– Szkoły przygotowują się do nauki na 1 września w trybie stacjonarnym, bo takie są sugestie ministerialne – mówi Daria Strąk z biura prasowego opolskiego ratusza. – Gdyby jednak zaszła taka konieczność, są przygotowane także na zmianę, naukę hybrydową. Mają już to przećwiczone, bo przecież w takim trybie już pracowały.
Niestety, po wzroście liczby zakażeń koronawirusem w ostatnich dniach widać, że sytuacja jest dynamiczna i może ulec zmianie.
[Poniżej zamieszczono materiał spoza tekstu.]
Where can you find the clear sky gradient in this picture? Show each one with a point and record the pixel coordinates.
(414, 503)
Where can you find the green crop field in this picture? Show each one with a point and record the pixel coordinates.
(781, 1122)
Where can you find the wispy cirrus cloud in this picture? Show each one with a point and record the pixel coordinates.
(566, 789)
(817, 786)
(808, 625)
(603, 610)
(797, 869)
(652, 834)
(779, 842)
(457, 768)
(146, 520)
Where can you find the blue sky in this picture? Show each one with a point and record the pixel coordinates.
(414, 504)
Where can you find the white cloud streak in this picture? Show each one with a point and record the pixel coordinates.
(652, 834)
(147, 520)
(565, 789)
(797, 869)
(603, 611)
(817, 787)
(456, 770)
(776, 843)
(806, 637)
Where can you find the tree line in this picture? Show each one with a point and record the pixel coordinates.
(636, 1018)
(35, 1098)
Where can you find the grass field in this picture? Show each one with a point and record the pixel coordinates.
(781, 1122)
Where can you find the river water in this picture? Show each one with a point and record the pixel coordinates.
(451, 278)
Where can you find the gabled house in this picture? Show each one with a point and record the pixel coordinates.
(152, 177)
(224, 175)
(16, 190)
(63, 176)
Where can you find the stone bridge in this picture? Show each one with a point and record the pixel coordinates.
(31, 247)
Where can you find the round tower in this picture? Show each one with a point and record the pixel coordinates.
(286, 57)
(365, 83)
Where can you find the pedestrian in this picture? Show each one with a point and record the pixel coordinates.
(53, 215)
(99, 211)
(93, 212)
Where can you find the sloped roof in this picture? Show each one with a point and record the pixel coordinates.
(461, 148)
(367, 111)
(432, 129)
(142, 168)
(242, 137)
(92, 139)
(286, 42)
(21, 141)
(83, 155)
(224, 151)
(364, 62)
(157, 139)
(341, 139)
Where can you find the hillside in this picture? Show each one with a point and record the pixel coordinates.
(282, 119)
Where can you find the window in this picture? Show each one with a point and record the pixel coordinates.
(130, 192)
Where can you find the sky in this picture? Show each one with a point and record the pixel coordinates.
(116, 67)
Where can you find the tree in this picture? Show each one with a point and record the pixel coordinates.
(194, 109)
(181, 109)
Trzeba mieć na uwadze kolejną, czwartą falę epidemii Covid-19. Podobnie uważa Wanda Sobiborowicz, przewodnicząca Związku Nauczycielstwa Polskiego na Opolszczyźnie.
– Przygotowania powinny iść w dwóch kierunkach, nauczania stacjonarnego i hybrydowego – mówi Wanda Sobiborowicz. – Trzeba brać pod uwagę to, że przez te dwa tygodnie, do 1 września, wiele może się wydarzyć.
Szefowa opolskiego ZNP podkreśla, iż choć trudno teraz powiedzieć, jak będzie, to nauczyciele będą przygotowani na każdą sytuację. Szkoły również, inaczej niż rok temu, kiedy MEN nie potrafił podjąć jakichkolwiek działań, bo był zajęty wyborami.
– Teraz jeszcze się mówi o dodatkowych szczepieniach, głównie dla pracowników administracyjnych szkół, bo zaszczepionych nauczycieli jest już prawie 80 proc. – dodaje Wanda Sobiborowicz. – Minister mówi, że nie będzie przymusu szczepienia się, ale będzie wszystkich namawiać do tego, bo nauczyciele mają kontakt z dziećmi, młodzieżą i ich rodzicami.